I like to be in about 35' rig up a drop rig with two jigs at about 2 and 3 foot off the bottom, I then use an silver diamond jig as a weight, of course it has a treble hook on it. Sweeten the jigs with bits of Gulp. It's like a heavy duty sabiki rig. Catching 3 or even 4 fish at one time is not uncommon.


----------



## vanillagorilla (Mar 14, 2012)

i caught 1 sheephead about 8" long.  i did see 1 big'un swim by the boat but couldnt get him to bite


----------



## Jhud (Mar 19, 2012)

Took my son and went down yesterday. Decided to stay inshore. Went home with 3 trout, 2 mackerel, and a blue. Lots of short trout. Someone at the marina said they did better in 6-8 ft water, but lost lots of tackle to the mackerel. Had a great day, will be headin back in a couple weeks (apr 1-3). Hoping to get out a few miles and try to find some bsb's.


----------



## vanillagorilla (Mar 23, 2012)

we're headed back down this saturday for another go at it.  hopefully the weather holds out till late in the day.


----------



## Parker Phoenix (Mar 23, 2012)

http://weather.noaa.gov/cgi-bin/fmtbltn.pl?file=forecasts/marine/coastal/gm/gmz775.txt

Here is the NOAA weather link for Keaton Beach and surrounding areas. this includes wave heights and such. If you fish the area you  need this info.


----------



## Mac (Mar 23, 2012)

good info thanks


----------



## vanillagorilla (Mar 23, 2012)

appreciate the info!!!!!!


----------



## Jhud (Mar 30, 2012)

Heading down Sunday-Tuesday.
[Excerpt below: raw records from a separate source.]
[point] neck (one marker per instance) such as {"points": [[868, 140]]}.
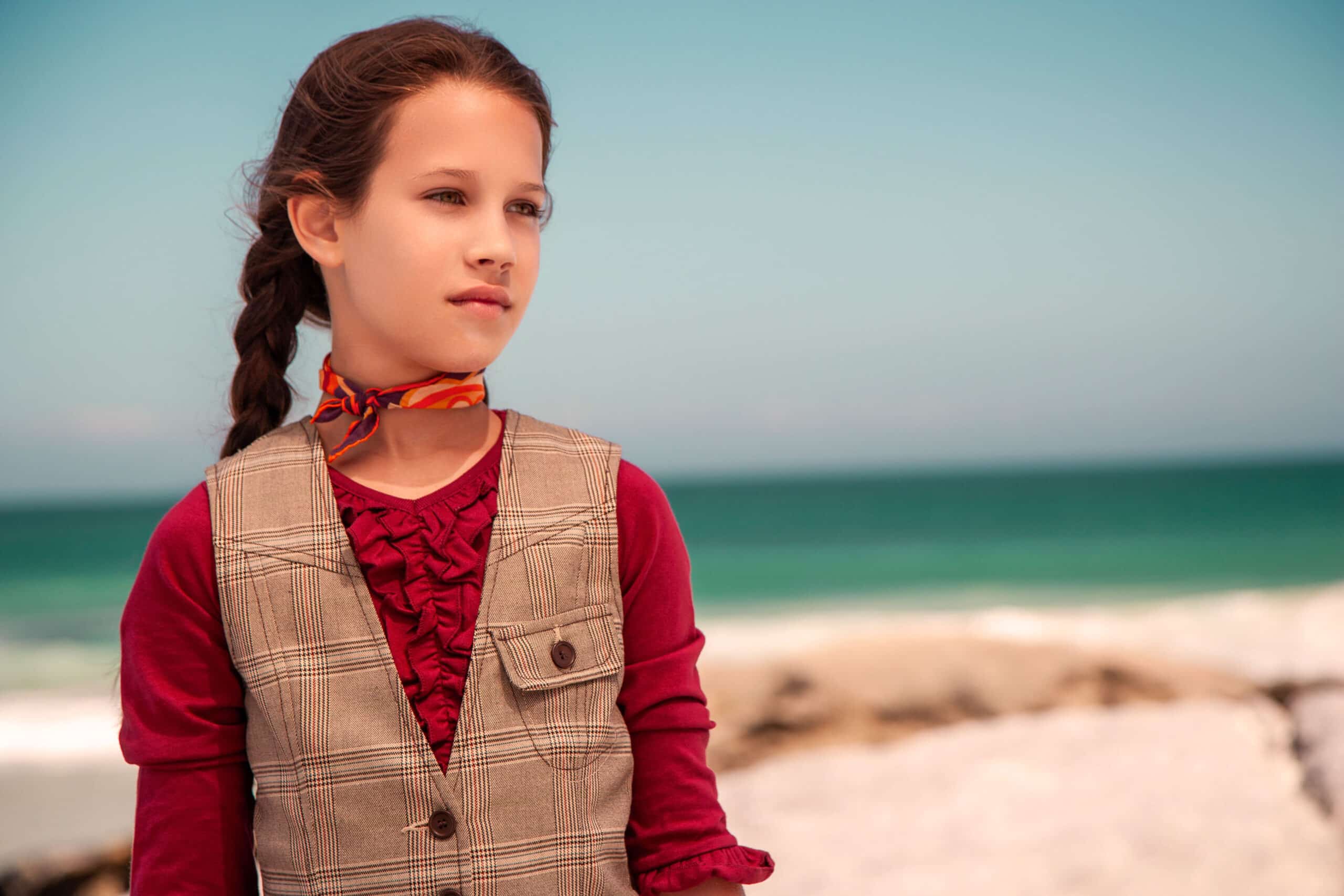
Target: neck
{"points": [[414, 437]]}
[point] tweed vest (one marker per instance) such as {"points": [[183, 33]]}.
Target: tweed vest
{"points": [[351, 800]]}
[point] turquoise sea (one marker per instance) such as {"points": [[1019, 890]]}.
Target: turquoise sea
{"points": [[772, 544]]}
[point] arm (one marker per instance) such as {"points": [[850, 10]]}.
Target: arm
{"points": [[678, 839], [183, 719]]}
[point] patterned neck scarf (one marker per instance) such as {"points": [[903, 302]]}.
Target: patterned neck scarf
{"points": [[444, 390]]}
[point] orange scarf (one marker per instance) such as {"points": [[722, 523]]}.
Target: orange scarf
{"points": [[444, 390]]}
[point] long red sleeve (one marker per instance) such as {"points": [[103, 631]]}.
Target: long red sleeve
{"points": [[185, 722]]}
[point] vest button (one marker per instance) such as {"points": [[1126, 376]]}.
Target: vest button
{"points": [[563, 655], [443, 824]]}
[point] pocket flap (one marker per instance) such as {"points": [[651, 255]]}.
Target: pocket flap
{"points": [[526, 647]]}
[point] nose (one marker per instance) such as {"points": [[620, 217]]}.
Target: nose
{"points": [[494, 244]]}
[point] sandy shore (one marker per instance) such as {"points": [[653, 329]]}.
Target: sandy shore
{"points": [[929, 731]]}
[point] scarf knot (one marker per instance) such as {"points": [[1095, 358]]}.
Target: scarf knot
{"points": [[440, 392]]}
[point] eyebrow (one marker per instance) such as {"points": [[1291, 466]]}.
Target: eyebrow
{"points": [[472, 176]]}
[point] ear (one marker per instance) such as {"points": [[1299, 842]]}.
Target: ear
{"points": [[313, 222]]}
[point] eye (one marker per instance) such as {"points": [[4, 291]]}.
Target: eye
{"points": [[531, 210], [445, 193]]}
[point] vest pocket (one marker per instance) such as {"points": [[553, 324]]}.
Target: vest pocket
{"points": [[563, 671]]}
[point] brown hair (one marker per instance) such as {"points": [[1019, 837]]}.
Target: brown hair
{"points": [[331, 138]]}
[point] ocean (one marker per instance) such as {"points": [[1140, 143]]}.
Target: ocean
{"points": [[780, 544]]}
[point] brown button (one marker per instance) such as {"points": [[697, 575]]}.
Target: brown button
{"points": [[563, 655], [443, 824]]}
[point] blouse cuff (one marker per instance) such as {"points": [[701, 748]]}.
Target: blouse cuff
{"points": [[734, 864]]}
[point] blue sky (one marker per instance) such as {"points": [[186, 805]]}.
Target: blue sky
{"points": [[786, 237]]}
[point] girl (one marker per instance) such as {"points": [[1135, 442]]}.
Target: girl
{"points": [[452, 645]]}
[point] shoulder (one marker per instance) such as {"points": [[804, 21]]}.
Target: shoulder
{"points": [[644, 515], [179, 556], [639, 493], [529, 429]]}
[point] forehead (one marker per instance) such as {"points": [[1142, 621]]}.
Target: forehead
{"points": [[459, 125]]}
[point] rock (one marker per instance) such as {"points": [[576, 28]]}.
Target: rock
{"points": [[1191, 798], [1319, 716], [104, 872], [886, 687]]}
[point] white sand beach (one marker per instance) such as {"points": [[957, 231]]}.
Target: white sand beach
{"points": [[1189, 746]]}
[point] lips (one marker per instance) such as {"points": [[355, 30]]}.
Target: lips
{"points": [[484, 293]]}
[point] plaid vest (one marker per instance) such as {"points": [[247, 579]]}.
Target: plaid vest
{"points": [[350, 797]]}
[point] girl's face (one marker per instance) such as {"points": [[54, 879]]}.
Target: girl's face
{"points": [[454, 205]]}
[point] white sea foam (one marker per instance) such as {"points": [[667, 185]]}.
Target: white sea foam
{"points": [[1272, 633], [58, 727]]}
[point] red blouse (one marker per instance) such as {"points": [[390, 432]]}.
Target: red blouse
{"points": [[183, 719]]}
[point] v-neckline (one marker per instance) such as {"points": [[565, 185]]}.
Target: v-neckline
{"points": [[328, 515], [416, 507]]}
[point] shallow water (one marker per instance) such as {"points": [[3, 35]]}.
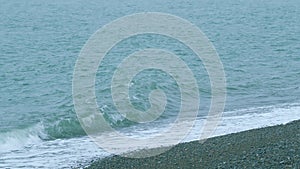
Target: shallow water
{"points": [[258, 43]]}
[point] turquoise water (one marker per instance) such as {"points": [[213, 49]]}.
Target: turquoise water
{"points": [[257, 41]]}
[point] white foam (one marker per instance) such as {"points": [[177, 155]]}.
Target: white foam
{"points": [[24, 148], [18, 139]]}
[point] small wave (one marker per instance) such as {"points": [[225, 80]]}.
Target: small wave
{"points": [[20, 138]]}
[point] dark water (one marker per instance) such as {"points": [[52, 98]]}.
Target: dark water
{"points": [[257, 41]]}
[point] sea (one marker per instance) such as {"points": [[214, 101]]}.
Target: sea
{"points": [[258, 43]]}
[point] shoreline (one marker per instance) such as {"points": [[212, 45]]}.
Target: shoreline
{"points": [[268, 147]]}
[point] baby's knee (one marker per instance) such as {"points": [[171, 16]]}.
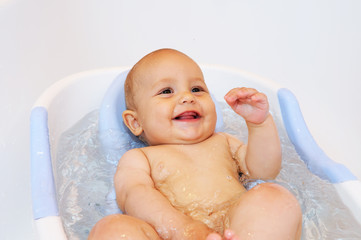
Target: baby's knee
{"points": [[109, 227], [279, 199]]}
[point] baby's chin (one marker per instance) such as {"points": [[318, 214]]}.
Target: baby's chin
{"points": [[178, 141]]}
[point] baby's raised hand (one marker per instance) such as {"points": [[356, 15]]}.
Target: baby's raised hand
{"points": [[248, 103]]}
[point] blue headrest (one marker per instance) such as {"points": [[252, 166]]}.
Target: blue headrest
{"points": [[114, 135]]}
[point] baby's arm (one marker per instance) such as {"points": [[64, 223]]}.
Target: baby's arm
{"points": [[262, 157], [138, 197]]}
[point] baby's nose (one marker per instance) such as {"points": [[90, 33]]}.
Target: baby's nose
{"points": [[186, 97]]}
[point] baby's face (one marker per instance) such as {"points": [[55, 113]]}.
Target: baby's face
{"points": [[173, 102]]}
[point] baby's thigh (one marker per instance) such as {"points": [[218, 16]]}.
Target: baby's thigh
{"points": [[119, 226], [267, 211]]}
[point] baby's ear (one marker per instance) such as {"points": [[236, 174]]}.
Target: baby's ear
{"points": [[131, 121]]}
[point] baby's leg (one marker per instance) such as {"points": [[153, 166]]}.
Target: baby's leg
{"points": [[267, 211], [118, 226]]}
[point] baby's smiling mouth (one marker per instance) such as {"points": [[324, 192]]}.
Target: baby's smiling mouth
{"points": [[188, 115]]}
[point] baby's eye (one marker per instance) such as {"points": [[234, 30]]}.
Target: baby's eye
{"points": [[166, 91], [197, 89]]}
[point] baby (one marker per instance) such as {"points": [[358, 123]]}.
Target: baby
{"points": [[185, 184]]}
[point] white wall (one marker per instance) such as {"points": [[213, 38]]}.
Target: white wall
{"points": [[312, 47]]}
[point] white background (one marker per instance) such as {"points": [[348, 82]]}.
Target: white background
{"points": [[312, 47]]}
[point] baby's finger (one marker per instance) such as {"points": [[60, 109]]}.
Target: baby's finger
{"points": [[259, 97], [240, 93]]}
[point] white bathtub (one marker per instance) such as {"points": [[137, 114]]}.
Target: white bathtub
{"points": [[310, 47], [68, 100]]}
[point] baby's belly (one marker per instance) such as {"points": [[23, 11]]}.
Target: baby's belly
{"points": [[205, 200]]}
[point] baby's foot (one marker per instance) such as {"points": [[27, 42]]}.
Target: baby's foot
{"points": [[228, 235], [214, 236]]}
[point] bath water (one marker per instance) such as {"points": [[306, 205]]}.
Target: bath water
{"points": [[84, 181]]}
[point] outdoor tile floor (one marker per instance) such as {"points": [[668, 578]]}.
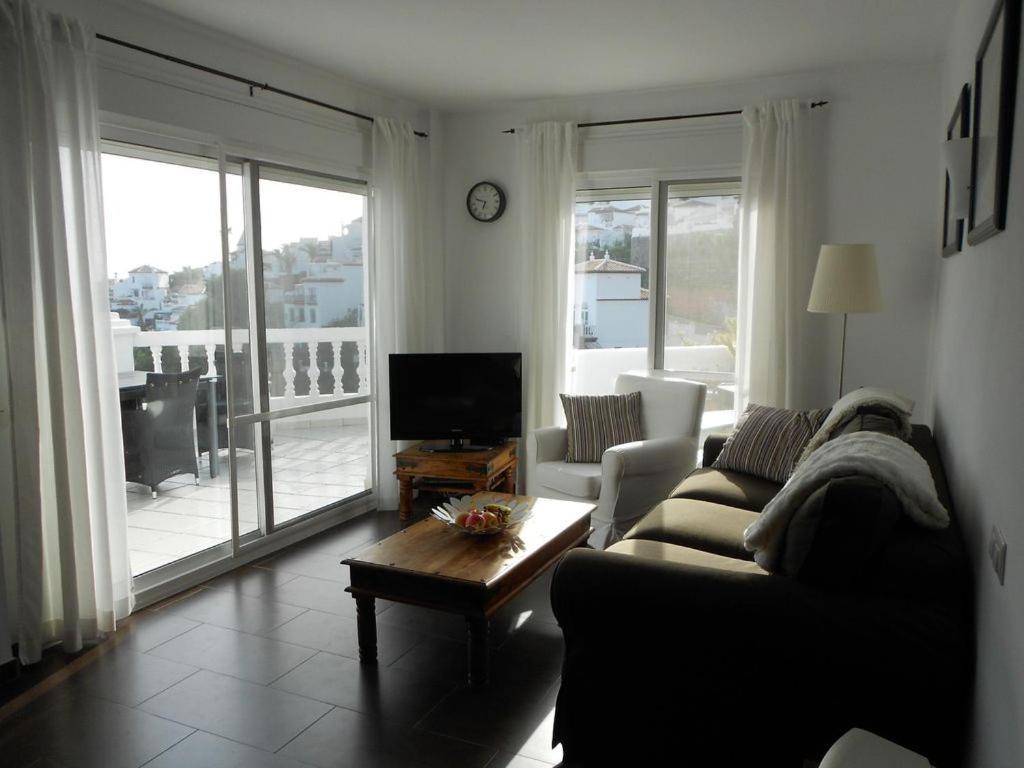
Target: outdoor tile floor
{"points": [[260, 668], [313, 466]]}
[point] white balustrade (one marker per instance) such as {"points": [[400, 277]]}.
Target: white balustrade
{"points": [[287, 338]]}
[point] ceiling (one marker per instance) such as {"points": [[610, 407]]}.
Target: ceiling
{"points": [[458, 53]]}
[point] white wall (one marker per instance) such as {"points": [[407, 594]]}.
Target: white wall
{"points": [[876, 165], [979, 420]]}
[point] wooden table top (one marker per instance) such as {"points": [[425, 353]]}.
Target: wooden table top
{"points": [[430, 548]]}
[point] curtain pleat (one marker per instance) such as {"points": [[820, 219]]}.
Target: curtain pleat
{"points": [[548, 167], [774, 248], [72, 574], [409, 274]]}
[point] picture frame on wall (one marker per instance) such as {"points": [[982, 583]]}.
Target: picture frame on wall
{"points": [[994, 96], [952, 219]]}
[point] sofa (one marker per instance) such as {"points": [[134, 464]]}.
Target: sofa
{"points": [[681, 650]]}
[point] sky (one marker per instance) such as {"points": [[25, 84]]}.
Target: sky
{"points": [[168, 216]]}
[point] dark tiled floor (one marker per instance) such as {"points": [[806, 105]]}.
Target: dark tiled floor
{"points": [[259, 668]]}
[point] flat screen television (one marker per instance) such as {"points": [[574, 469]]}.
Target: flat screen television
{"points": [[467, 399]]}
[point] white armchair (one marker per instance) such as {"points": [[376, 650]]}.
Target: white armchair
{"points": [[634, 476]]}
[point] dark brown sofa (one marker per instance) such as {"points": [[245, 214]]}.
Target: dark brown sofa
{"points": [[681, 650]]}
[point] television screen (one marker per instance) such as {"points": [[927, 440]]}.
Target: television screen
{"points": [[456, 397]]}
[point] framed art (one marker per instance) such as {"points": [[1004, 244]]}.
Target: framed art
{"points": [[994, 94], [952, 221]]}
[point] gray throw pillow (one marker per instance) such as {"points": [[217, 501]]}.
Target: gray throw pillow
{"points": [[768, 441], [595, 423]]}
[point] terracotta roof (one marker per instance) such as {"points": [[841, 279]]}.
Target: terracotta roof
{"points": [[606, 266]]}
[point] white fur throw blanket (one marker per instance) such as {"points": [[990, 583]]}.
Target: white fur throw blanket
{"points": [[846, 408], [886, 459]]}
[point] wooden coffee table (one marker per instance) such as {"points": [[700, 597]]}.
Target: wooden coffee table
{"points": [[438, 567]]}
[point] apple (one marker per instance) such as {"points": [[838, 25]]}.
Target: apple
{"points": [[474, 520]]}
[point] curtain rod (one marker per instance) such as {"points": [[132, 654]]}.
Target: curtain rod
{"points": [[239, 79], [630, 121]]}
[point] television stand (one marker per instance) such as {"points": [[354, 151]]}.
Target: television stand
{"points": [[455, 445], [455, 472]]}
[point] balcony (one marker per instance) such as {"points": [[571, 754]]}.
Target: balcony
{"points": [[317, 459]]}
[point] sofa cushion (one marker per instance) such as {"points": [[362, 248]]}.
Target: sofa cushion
{"points": [[684, 556], [582, 480], [767, 441], [595, 423], [702, 525], [730, 488]]}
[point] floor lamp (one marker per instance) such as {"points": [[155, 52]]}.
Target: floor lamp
{"points": [[845, 281]]}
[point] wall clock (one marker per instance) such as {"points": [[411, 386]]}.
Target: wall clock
{"points": [[485, 202]]}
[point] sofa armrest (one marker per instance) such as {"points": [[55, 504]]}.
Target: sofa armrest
{"points": [[548, 444], [650, 457], [713, 446]]}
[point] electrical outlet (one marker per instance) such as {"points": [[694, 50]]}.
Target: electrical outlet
{"points": [[997, 553]]}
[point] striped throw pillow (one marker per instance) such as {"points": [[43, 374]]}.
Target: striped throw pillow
{"points": [[595, 423], [768, 441]]}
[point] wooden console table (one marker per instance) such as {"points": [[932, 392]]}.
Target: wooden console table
{"points": [[454, 472]]}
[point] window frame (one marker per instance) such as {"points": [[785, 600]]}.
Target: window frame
{"points": [[717, 180]]}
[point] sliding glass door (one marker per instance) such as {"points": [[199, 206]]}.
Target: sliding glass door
{"points": [[253, 276], [307, 300]]}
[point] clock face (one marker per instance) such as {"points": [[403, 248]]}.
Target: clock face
{"points": [[485, 202]]}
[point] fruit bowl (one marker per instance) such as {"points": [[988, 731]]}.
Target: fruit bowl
{"points": [[481, 516]]}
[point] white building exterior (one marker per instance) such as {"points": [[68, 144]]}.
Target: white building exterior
{"points": [[609, 304]]}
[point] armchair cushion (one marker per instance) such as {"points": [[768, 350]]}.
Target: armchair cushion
{"points": [[730, 488], [583, 480], [595, 423], [702, 525]]}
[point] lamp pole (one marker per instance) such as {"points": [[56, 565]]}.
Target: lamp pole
{"points": [[842, 359]]}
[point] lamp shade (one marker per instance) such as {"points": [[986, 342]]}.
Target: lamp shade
{"points": [[846, 280]]}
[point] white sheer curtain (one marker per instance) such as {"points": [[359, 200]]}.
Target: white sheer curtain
{"points": [[774, 248], [409, 274], [70, 521], [548, 168]]}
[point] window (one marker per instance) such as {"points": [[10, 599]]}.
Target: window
{"points": [[694, 301], [283, 421], [701, 252], [610, 313]]}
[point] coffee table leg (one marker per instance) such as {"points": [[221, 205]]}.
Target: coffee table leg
{"points": [[479, 654], [366, 622], [404, 498]]}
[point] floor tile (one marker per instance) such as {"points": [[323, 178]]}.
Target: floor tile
{"points": [[206, 751], [396, 695], [315, 593], [336, 634], [251, 657], [505, 760], [151, 628], [235, 611], [518, 720], [345, 738], [249, 581], [128, 678], [83, 732], [303, 563], [233, 709]]}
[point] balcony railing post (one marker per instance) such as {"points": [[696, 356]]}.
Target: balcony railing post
{"points": [[289, 372], [337, 371], [313, 369], [364, 368]]}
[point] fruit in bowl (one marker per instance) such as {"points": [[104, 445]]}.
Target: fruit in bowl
{"points": [[476, 517]]}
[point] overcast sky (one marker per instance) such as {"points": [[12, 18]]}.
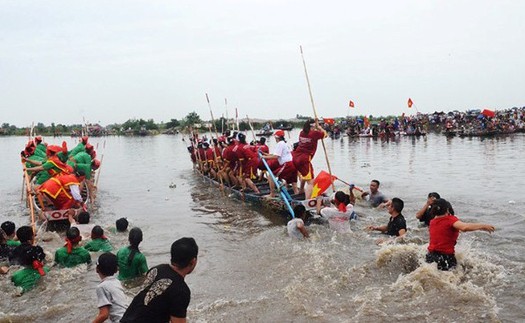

Anybody heard a report in the last week? If not I hope to have one next week....


----------



## vanillagorilla (Mar 30, 2012)

keep us posted!!! taking this weekend off but we got about 5 boats headed down next weekend


----------



## Jhud (Apr 4, 2012)

Fished sun-monday at Keaton. Fishing was tough, but everyone had a great time. Wound up with 10 trout, 2 Spanish, 1 BSB. Also caught 2 small sharks and a bunch of short BSB and trout. 
Caught most on new penny gulp, not much on live bait, 4-6 feet water.
My family had a great time as always and we will be back in a few weeks.


----------



## B42 (Apr 4, 2012)

looks like its going to be a little rough


----------



## vanillagorilla (Apr 4, 2012)

going down sat with about 4-5 boats. weather looks good so far.


----------